Robert Redecker — L’école de la République est un village Potemkine laissant croire, tel ce trompe-l’œil de propagande, qu’existe toujours, derrière ce mot, ce que les Français supposent être leur école. Par exemple, toute une propagande tente de faire croire, en dépit de l’aveuglante évidence, que le baccalauréat est encore un diplôme et un niveau, que l’école a encore des exigences intellectuelles. Même est le mot, qui a été sauvé, autre est la réalité, qui a été chamboulée. L’école en France a été assassinée, le fantôme de ce qu’elle fut porte son nom. Désignons les assassins. Le pédagogisme, avec à sa tête son âme damnée, Philippe Meirieu, et à sa solde toute la bureaucratie de l’institution. Najat Vallaud-Belkacem, via la réforme du collège, a parachevé le meurtre de l’école de la République avec une rage peu commune.

« L’enseignement doit être résolument retardataire », a dit Alain. Il ne prépare l’avenir qu’en plongeant l’élève dans le passé. L’école ne doit pas être explicitement ordonnée au progrès (social, humain, politique), mais à la conservation, qui passe par la transmission de contenus. Or, depuis 1981, réforme après réforme, l’école ne cesse de s’éloigner de sa raison d’être. Elle refuse désormais de transmettre le savoir, spécialement le savoir littéraire, devenant, selon le mot de Jean-Claude Michéa, « l’enseignement de l’ignorance ». Fabriquer des ignorants — en substituant à l’enseignement l’« apprendre à apprendre » — est désormais la pratique de notre système scolaire.

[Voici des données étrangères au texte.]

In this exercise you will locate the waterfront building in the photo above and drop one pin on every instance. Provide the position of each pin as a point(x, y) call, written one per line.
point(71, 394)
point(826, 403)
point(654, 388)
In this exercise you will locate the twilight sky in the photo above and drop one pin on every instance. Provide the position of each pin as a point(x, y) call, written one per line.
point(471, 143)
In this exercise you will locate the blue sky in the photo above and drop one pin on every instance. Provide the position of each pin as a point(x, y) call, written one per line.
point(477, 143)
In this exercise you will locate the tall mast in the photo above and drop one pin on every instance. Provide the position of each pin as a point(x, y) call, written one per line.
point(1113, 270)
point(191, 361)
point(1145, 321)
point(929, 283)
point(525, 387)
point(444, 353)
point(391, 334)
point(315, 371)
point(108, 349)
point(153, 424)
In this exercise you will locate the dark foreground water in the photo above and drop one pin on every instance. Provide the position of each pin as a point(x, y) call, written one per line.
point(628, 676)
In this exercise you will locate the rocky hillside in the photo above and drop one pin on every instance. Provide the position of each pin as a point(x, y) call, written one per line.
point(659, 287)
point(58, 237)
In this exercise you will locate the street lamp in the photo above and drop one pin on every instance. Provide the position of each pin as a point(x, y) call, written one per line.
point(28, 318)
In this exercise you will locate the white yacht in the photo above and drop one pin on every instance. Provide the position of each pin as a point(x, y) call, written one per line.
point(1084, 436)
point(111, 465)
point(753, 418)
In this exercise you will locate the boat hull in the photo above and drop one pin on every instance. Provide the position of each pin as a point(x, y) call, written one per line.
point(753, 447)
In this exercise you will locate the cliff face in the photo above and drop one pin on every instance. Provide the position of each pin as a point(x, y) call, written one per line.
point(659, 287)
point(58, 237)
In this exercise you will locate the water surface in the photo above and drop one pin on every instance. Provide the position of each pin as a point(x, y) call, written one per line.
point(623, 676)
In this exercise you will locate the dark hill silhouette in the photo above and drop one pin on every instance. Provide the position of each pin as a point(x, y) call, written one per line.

Voulue, planifiée, organisée, cette destruction poursuit obstinément un but anthropologique : la fabrication d’un homme nouveau, le remplacement du type d’homme tel qu’il existe dans les nations européennes depuis des siècles par un type inédit. Un homme hors-sol, déraciné, un zombie hébété. Un homme échangeable avec tous les autres hommes de la planète. Un homme aussi abstrait qu’un numéro : l’homme indéterminé. Un homme équivalent à tous les autres hommes — sur le fond de la confusion entre l’égalité et l’équivalence. Cette perspective rend compte de toutes les récentes réformes, puisque pour la réaliser il faut empêcher l’accès des jeunes générations à la haute culture, changer, à travers des dispositifs comme les ABCD de l’égalité, les cours en heures de propagande pour la transformation anthropologique. Les propos de Najat Belkacem laissent toujours paraître cette ambition : changer l’homme, changer la femme, faire émerger un homme nouveau et une femme nouvelle.

Vers quoi cette volonté politique se dirige-t-elle ?

L’école contemporaine est régie par la volonté de substituer la société à la nation et au peuple. La société à la place de la nation, que l’on hait ! La société à la place du peuple, que l’on méprise ! Cette école veut engendrer une société d’équivalents — non d’égaux — qui n’a besoin ni d’héritage, ni d’Histoire, ni de racines, dont la culture n’est plus que la culture de masse, l’inculture génératrice d’hébétude. C’est à la constitution de ce type de société que travaille la réforme du collège. Le démantèlement des matières au profit des enseignements décloisonnés et l’abandon des enseignements systématiques visent à former des humains intellectuellement déstructurés.